États-Unis : Au-delà de la convocation du chef de l’ICE, la condition fixée par un juge du Minnesota pour annuler l’audience

Le bras de fer se durcit entre le pouvoir judiciaire et les services de l’immigration dans le Minnesota. Alors que l’administration Trump intensifie ses opérations dans cet État du Midwest, un magistrat fédéral a pris une décision rare en exigeant la présence physique du responsable de l’Immigration and Customs Enforcement (ICE). Une ordonnance qui répond à une gestion jugée défaillante des procédures de détention et qui s’accompagne d’une clause spécifique pour l’administration.

Le juge en chef Patrick J. Schiltz n’a pas dissimulé son agacement dans l’ordonnance signée lundi. Face aux manquements constatés dans le traitement des audiences de cautionnement pour les immigrants détenus, le magistrat a convoqué Todd Lyons, directeur par intérim de l’ICE, à comparaître devant lui ce vendredi. Cette décision intervient dans un climat de haute tension, marqué par des manifestations continues contre la politique migratoire fédérale.

Une patience judiciaire à bout

Selon les informations rapportées par Al Jazeera, le tribunal reproche à l’agence fédérale d’avoir déployé des milliers d’agents dans le Minnesota pour procéder à des arrestations massives, sans avoir prévu les ressources nécessaires pour traiter les recours juridiques qui en découlent. Le juge Schiltz a souligné que la cour avait fait preuve d’une « patience extrême », mais que la situation n’était plus tenable.

« L’ampleur de la violation des ordonnances judiciaires par l’ICE est extraordinaire, et des mesures moins contraignantes ont été tentées et ont échoué », a écrit le magistrat pour justifier cette convocation personnelle, qualifiée d’acte exceptionnel.

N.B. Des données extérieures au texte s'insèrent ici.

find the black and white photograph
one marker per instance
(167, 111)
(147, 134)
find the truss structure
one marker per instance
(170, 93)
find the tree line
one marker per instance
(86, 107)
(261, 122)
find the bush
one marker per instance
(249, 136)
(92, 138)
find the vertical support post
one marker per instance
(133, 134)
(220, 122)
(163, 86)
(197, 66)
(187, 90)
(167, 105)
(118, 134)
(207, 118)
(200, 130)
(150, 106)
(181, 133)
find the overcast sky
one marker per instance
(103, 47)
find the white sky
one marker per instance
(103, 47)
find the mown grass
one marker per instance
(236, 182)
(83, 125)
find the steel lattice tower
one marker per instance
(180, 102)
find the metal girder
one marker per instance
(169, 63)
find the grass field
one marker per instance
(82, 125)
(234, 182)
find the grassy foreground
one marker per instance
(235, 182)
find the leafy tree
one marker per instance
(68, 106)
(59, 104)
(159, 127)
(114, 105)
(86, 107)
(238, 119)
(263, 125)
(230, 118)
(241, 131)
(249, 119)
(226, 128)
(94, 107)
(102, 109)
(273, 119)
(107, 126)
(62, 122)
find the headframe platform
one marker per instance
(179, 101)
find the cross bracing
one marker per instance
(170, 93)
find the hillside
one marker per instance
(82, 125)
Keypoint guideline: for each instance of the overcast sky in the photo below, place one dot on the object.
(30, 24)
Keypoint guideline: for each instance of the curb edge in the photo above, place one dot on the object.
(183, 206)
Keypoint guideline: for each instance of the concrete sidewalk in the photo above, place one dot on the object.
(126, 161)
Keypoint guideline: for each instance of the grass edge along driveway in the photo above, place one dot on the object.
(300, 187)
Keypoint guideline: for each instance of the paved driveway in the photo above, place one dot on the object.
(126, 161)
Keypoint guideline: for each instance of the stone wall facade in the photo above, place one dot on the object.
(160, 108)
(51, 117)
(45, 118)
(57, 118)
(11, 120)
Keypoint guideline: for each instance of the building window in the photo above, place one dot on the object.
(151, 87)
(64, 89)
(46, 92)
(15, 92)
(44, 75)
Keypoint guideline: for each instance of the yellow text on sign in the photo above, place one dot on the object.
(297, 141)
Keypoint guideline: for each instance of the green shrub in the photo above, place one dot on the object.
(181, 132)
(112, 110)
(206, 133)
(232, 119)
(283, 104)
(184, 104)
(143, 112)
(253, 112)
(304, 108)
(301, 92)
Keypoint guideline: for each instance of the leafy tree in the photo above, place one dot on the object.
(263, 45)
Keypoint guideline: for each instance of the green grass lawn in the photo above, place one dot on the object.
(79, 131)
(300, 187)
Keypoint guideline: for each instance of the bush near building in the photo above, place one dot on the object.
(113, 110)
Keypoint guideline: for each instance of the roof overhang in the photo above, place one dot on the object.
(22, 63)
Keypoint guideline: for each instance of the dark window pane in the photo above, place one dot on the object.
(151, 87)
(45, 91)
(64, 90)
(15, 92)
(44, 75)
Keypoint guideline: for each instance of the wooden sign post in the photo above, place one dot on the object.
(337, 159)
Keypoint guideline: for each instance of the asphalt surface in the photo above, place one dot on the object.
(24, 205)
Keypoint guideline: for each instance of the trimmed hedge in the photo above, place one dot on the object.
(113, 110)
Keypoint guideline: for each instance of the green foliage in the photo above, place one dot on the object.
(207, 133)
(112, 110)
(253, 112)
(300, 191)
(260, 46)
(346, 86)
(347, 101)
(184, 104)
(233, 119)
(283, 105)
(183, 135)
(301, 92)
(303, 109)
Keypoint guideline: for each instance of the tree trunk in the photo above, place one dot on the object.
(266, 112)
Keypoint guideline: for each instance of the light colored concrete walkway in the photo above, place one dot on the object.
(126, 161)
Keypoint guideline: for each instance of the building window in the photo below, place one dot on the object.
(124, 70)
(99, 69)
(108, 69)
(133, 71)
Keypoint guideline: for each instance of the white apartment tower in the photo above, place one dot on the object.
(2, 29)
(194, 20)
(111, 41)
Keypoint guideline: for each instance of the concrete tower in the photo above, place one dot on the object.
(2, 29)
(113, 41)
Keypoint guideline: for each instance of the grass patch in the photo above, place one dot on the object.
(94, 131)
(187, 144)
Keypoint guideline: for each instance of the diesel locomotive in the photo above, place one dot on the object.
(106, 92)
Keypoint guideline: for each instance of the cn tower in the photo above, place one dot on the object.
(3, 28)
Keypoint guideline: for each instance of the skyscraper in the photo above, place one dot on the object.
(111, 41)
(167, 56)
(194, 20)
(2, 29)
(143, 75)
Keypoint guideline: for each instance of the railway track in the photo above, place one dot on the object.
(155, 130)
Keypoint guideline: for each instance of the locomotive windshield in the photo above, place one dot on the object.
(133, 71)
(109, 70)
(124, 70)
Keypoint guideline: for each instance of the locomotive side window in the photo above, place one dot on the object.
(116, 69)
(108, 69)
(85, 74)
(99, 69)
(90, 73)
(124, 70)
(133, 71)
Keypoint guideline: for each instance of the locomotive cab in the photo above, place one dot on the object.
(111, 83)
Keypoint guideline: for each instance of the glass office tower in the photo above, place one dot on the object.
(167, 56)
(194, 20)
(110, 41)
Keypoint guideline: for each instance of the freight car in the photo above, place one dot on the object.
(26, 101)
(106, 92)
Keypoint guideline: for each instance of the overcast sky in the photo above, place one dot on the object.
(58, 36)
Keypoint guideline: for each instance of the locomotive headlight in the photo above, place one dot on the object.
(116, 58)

Le cas spécifique qui a déclenché l’ordonnance

Au cœur de cette décision se trouve le dossier d’un ressortissant équatorien, identifié sous les initiales Juan TR, arrivé aux États-Unis vers 1999. Bien que le tribunal ait accordé sa demande pour une audience de cautionnement le 14 janvier, avec un délai d’exécution de sept jours, ses avocats ont notifié à la cour le 23 janvier qu’il était toujours en détention sans avoir été entendu.

C’est ici que réside le levier de pression imposé par le juge : l’ordonnance précise que la comparution de Todd Lyons sera annulée si, et seulement si, le pétitionnaire est libéré de sa détention avant l’audience prévue.

Un contexte local explosif

Cette confrontation juridique survient alors que l’administration Trump a réorganisé son commandement sur place. Tom Homan, surnommé le « tsar des frontières », a été désigné pour reprendre en main les opérations dans le Minnesota, remplaçant le commandant de la patrouille frontalière Gregory Bovino. Ce changement de leadership fait suite à la mort de deux personnes ce mois-ci lors d’interventions des forces de l’ordre liées à l’immigration.

Les décès d’Alex Pretti, un infirmier de 37 ans, et de Renee Nicole Good, mère de trois enfants, tous deux citoyens américains, ont alimenté la colère dans les rues de Minneapolis et de Saint Paul. Des vidéos suggèrent que les victimes ne représentaient pas une menace active au moment des faits. Malgré les tentatives de la Maison Blanche d’attribuer la responsabilité des troubles aux dirigeants démocrates locaux, les agents de l’immigration ont maintenu une activité soutenue dans les deux villes ce mardi.